Prosecutors admitted to Weinstein’s lawyer last month that a friend of the woman he was accused of violating — reportedly the onetime aspiring actress Lucia Evans — gave an account of the 2004 incident that was “at odds” with the woman’s.

But that doesn’t weaken the case against Weinstein overall, Assistant District Attorney Joan Illuzzi said. The disgraced movie mogul still charged with five crimes, including rape and predatory sexual assault.

“We are moving full steam ahead,” Illuzzi said during a Thursday morning court hearing, according to the Manhattan DA’s office. “As we do with every case, we will follow the facts of law wherever they may lead, and protect those who are preyed upon as well as the integrity of the process.”

Weinstein was accused in July of assaulting and raping three women in an indictment that spanned nine years. He was first arrested in May on charges involving two of the women.

Evans was among three women who accused Weinstein of rape in an October 2017 New Yorker article that detailed his pattern of abusive conduct with women.
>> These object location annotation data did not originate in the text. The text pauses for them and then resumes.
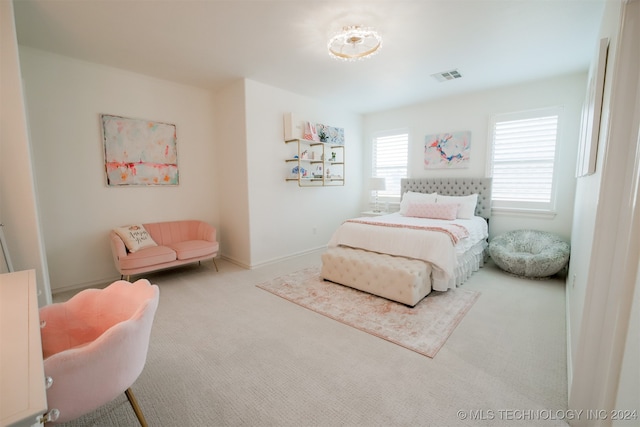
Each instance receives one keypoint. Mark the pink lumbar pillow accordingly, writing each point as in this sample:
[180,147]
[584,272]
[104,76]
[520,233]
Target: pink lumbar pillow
[447,211]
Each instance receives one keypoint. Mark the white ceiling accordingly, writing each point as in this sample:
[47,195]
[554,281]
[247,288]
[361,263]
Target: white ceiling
[283,43]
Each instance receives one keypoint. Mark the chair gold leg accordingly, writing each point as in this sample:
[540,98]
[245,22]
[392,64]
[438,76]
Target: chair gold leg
[136,408]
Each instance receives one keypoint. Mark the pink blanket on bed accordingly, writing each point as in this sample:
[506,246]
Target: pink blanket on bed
[454,231]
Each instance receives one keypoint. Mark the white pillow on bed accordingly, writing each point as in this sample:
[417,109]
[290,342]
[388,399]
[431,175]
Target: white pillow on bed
[447,211]
[413,197]
[467,204]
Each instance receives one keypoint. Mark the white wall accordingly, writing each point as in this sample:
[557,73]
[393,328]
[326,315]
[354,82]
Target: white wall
[604,273]
[586,199]
[472,112]
[231,172]
[18,205]
[64,99]
[285,218]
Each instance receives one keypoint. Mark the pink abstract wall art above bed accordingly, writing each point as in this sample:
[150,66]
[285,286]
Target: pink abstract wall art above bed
[139,152]
[447,150]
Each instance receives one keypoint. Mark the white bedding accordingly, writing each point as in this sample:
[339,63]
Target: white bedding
[434,247]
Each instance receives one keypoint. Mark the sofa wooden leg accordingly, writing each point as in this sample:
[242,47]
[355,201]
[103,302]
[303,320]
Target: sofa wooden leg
[136,408]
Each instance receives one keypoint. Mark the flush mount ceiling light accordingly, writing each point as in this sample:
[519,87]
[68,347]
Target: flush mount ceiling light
[354,43]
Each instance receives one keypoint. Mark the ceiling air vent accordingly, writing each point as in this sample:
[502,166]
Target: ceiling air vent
[447,75]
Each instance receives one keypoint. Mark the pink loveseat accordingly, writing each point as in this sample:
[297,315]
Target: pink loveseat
[178,243]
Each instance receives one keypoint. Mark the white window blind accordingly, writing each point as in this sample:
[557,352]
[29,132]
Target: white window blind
[390,155]
[523,159]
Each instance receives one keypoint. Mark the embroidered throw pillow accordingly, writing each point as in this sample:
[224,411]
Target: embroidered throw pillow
[467,209]
[135,237]
[447,211]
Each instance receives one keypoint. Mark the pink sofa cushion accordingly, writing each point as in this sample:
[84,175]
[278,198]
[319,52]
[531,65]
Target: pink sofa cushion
[194,248]
[149,256]
[166,233]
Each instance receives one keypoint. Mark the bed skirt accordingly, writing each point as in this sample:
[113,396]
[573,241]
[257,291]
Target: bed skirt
[468,263]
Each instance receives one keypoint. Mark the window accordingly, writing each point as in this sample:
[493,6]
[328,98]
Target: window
[523,159]
[390,154]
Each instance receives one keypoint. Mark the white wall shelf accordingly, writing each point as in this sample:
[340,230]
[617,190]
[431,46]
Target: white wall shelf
[315,163]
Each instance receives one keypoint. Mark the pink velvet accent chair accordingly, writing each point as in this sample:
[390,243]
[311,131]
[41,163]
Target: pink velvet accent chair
[95,346]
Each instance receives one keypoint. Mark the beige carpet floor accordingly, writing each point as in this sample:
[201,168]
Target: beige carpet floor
[423,328]
[226,353]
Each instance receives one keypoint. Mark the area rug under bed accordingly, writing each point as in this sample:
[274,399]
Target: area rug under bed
[423,328]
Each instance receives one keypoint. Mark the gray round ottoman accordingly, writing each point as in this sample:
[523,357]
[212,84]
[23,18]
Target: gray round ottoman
[529,253]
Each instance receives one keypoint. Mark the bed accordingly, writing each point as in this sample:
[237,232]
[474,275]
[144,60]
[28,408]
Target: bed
[436,241]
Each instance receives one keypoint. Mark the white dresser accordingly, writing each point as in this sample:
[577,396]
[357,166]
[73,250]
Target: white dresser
[23,397]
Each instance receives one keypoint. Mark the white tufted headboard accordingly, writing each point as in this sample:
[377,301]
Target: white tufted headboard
[454,187]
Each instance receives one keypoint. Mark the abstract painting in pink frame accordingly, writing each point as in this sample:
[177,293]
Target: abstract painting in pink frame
[447,150]
[139,152]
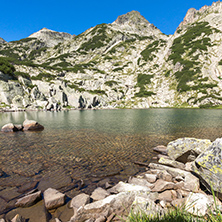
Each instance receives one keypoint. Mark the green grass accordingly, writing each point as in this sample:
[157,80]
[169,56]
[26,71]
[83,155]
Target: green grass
[6,67]
[142,80]
[178,214]
[111,83]
[48,77]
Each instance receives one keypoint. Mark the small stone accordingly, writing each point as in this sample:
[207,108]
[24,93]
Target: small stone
[188,166]
[28,200]
[27,186]
[126,187]
[32,125]
[140,182]
[160,149]
[17,218]
[101,219]
[166,196]
[178,202]
[18,127]
[162,185]
[53,198]
[99,194]
[80,200]
[172,163]
[151,178]
[8,128]
[198,204]
[162,203]
[164,175]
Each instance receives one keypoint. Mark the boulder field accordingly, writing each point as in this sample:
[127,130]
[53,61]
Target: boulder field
[187,172]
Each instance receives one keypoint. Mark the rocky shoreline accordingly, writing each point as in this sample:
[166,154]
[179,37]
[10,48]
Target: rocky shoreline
[186,171]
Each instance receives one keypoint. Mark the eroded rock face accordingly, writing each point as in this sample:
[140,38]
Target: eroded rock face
[198,204]
[28,200]
[32,125]
[187,149]
[53,198]
[208,166]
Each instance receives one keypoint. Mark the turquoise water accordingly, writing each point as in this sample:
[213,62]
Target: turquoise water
[98,143]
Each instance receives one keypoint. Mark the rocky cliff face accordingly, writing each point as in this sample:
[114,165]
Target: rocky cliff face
[50,37]
[2,40]
[126,64]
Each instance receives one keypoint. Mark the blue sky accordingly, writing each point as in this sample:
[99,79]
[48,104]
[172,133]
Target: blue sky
[21,18]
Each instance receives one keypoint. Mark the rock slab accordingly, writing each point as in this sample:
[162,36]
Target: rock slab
[32,125]
[208,166]
[187,149]
[53,198]
[28,200]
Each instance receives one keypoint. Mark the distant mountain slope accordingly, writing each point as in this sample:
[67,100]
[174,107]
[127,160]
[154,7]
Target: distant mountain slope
[126,64]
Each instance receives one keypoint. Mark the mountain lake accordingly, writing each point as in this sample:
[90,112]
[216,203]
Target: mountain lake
[89,146]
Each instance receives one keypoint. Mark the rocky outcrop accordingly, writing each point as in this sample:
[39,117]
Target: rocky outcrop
[2,40]
[28,200]
[208,165]
[50,37]
[154,191]
[27,125]
[9,128]
[186,149]
[53,198]
[32,125]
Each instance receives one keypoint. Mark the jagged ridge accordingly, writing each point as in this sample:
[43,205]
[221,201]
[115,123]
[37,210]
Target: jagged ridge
[128,63]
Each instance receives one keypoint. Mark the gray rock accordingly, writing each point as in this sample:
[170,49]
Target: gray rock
[99,194]
[172,163]
[53,198]
[80,200]
[208,166]
[186,149]
[19,127]
[35,213]
[191,183]
[198,204]
[125,187]
[18,218]
[8,128]
[32,125]
[160,149]
[151,178]
[28,200]
[111,204]
[164,175]
[162,185]
[140,182]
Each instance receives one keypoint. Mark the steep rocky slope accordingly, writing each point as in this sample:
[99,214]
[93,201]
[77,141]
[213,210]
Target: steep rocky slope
[126,64]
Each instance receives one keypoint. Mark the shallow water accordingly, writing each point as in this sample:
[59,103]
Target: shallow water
[96,143]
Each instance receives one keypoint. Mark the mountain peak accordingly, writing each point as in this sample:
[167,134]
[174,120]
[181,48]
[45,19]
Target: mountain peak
[2,40]
[50,37]
[134,22]
[133,17]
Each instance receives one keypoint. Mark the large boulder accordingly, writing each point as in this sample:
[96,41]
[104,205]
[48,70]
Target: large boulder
[208,166]
[187,149]
[32,125]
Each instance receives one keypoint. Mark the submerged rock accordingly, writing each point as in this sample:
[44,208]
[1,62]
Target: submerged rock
[187,149]
[53,198]
[32,125]
[9,128]
[208,166]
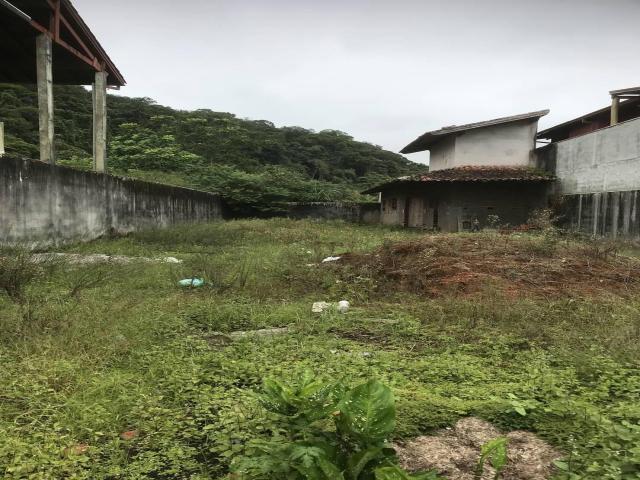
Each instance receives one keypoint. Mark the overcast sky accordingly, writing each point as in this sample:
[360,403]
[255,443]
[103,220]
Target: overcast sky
[382,71]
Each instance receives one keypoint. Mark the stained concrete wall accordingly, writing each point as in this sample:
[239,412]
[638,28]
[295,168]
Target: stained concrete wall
[606,160]
[45,204]
[598,179]
[368,213]
[453,207]
[614,214]
[509,144]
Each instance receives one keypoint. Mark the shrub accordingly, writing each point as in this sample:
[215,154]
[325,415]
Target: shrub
[355,449]
[18,268]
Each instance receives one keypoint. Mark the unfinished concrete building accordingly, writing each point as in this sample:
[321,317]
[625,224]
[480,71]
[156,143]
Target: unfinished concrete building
[479,173]
[596,159]
[46,42]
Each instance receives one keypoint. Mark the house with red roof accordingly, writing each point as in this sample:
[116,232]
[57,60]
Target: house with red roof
[479,174]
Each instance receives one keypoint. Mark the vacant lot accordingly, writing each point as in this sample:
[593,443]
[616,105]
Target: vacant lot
[112,370]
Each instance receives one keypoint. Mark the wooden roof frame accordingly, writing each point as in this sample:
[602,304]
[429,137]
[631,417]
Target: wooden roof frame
[67,30]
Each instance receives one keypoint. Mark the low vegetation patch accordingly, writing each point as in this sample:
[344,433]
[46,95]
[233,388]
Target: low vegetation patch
[515,265]
[114,371]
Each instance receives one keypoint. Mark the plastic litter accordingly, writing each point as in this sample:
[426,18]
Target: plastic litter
[319,307]
[343,306]
[171,260]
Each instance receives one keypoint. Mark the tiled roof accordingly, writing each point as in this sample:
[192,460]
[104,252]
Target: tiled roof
[483,174]
[473,174]
[424,141]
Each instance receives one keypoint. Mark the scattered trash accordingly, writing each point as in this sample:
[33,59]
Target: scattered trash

She reportedly alleged that Weinstein forced her to perform oral sex on him at his Tribeca office in 2004.

A woman who was with Evans that night said Evans later told her that she performed the act after Weinstein promised to get her an acting job in exchange for oral sex, according to a Sept. 12 letter from the DA’s office to Weinstein’s attorney, Benjamin Brafman.

Prosecutors also got ahold of a draft email Evans wrote in 2015 that differs from the account she gave the DA’s office, according to the letter.

But Evans told the DA’s office she never consented to any sex with Weinstein and does not remember describing the 2004 incident to the other woman, the letter says.

Carrie Goldberg, a lawyer for Evans, reportedly said the DA’s decision to “abandon” her was disappointing.

“Let me be clear: the decision to throw away my client’s sexual assault charges says nothing about Weinstein’s guilt or innocence,” Goldberg said in a statement to the Associated Press. “Nor does it reflect on Lucia’s consistent allegation that she was sexually assaulted with force by Harvey Weinstein.”

Weinstein has denied all allegations of nonconsensual sex. Brafman reportedly suggested Evans should be charged with perjury.

“The integrity of these proceedings has been compromised,” Brafman said, according to the AP.

Weinstein is next due in court on Dec. 20, the DA’s office said.

The New Yorker’s and The New York Times’ investigations of Weinstein’s long history of sexual misconduct sparked a reckoning with sexual assault and abuse of power that became the worldwide #MeToo movement. The two publications won a Pulitzer Prize for their work earlier this year.